PROVIDENCE – State transportation officials have awarded a $625 million contract to three companies that will oversee a project to remove and repair 15 bridges along the Interstate 95 corridor.
In August, the R.I. Department of Transportation announced that it had selected Skanska, McCourt Construction and AETNA Bridge Co. to oversee the design-build project along the Providence-Cranston-Warwick corridor of I-95.
Construction started that month, and will "be substantially complete" by August 2030, Sweden-based Skanska said in an announcement on Friday. The state has until 2031 to finish the project.
The project is slated to cost $779 million total, according to RIDOT, with the project offset by $251 million in federal Bridge Investment Program funding.
Construction does not overlap with the Washington Bridge removal and replacement, with state officials having applied for the BIP grant prior to the westbound bridge's emergency closure last December. The funding marked RIDOT's largest federal grant date.
Aetna Bridge, one of the three companies working on the project, was among the 13 companies that the state named in a lawsuit alleging inadequate notice of structural issues on the Washington Bridge.

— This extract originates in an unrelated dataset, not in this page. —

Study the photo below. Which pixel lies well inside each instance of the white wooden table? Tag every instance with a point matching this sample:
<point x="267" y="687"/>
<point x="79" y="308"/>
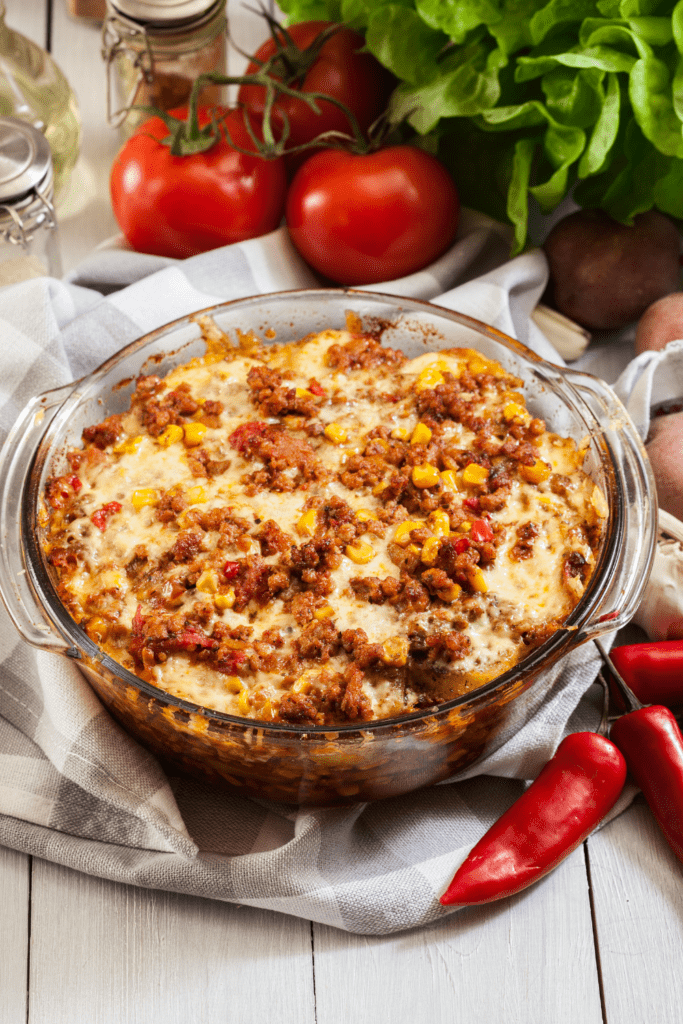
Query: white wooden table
<point x="599" y="940"/>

Rhode Island will contribute a $62.75 million match for the BIP award and will also draw from $411.8 million in Statewide Transportation Improvement Program dollars; $42.76 million in reallocated funds; and a $10.69 million state match for reallocated funds, RIDOT spokesperson Charles St. Martin III told PBN in August.
St. Martin said that the project will also facilitate more green spaces and the creation of a bike path along a newly constructed boulevard.
Under the I-95 project, the three selected companies will remove 15 bridges rated as being in poor or fair-to-poor condition. Of those bridges, 12 will be replaced, while another three will be removed amid other roadway realignments.
The impacted corridor carries around 185,000 vehicles daily, according to state data, including about 9,000 trucks and other heavy freight vehicles.
The project will ultimately eliminate "three of the top 5 most-traveled, structurally deficient bridges in that state," Skanska detailed; reduce the number of poorly rated bridges in the state by 7.6%; remove permit restrictions on most truck freight and create general improvements to freight traffic flow.